Quand le Ramadan devient le théâtre d’un thriller social inédit
Dès le premier épisode projeté à la presse, la série «3ech Tma3» plonge le spectateur dans une atmosphère intense et réaliste. L’intrigue dépasse le simple fait divers : elle explore les mécanismes d’un réseau criminel organisé et met en lumière des réalités sociales troublantes.
Une quête maternelle au cœur de l’histoire
Le récit suit Hanane, une mère dont le bébé a été dérobé à la naissance. Pour retrouver son enfant, elle adopte une nouvelle identité et infiltre le réseau criminel. Sous le nom de Maria, sage-femme, elle s’intègre à un gang féminin installé dans un quartier populaire, avec pour mission de démanteler l’organisation de l’intérieur.
Ce point de départ, introduit dès l’épisode pilote, permet d’articuler une narration à la fois intime et progressive. La série combine émotion et suspense, plaçant le spectateur dans un thriller où la tension et l’humanité vont de pair.

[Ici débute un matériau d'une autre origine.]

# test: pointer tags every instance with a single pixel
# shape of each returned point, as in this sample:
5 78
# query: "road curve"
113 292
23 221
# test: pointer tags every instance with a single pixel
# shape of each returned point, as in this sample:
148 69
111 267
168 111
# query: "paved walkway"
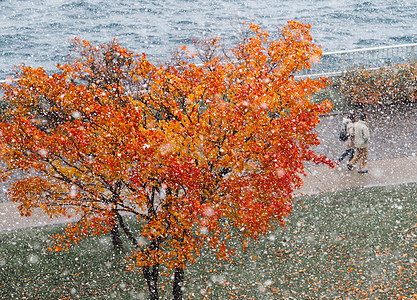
319 179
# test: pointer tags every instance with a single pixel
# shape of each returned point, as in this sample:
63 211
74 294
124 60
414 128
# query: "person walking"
347 137
361 139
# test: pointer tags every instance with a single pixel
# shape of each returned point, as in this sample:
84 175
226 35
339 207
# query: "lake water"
39 32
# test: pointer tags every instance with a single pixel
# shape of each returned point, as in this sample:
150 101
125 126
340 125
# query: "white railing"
338 62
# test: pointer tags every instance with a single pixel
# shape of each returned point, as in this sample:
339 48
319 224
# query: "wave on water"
38 33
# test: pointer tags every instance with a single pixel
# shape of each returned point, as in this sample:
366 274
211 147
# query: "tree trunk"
115 235
178 283
151 276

Un réseau féminin, un choix audacieux
L’un des aspects les plus marquants de «3ech Tma3» est la mise en avant d’un réseau majoritairement féminin. À sa tête, Chama, figure autoritaire et méthodique, est entourée de Bouchra, Awatef et Amina, femmes du quotidien du quartier qui occupent pourtant une place centrale dans le trafic.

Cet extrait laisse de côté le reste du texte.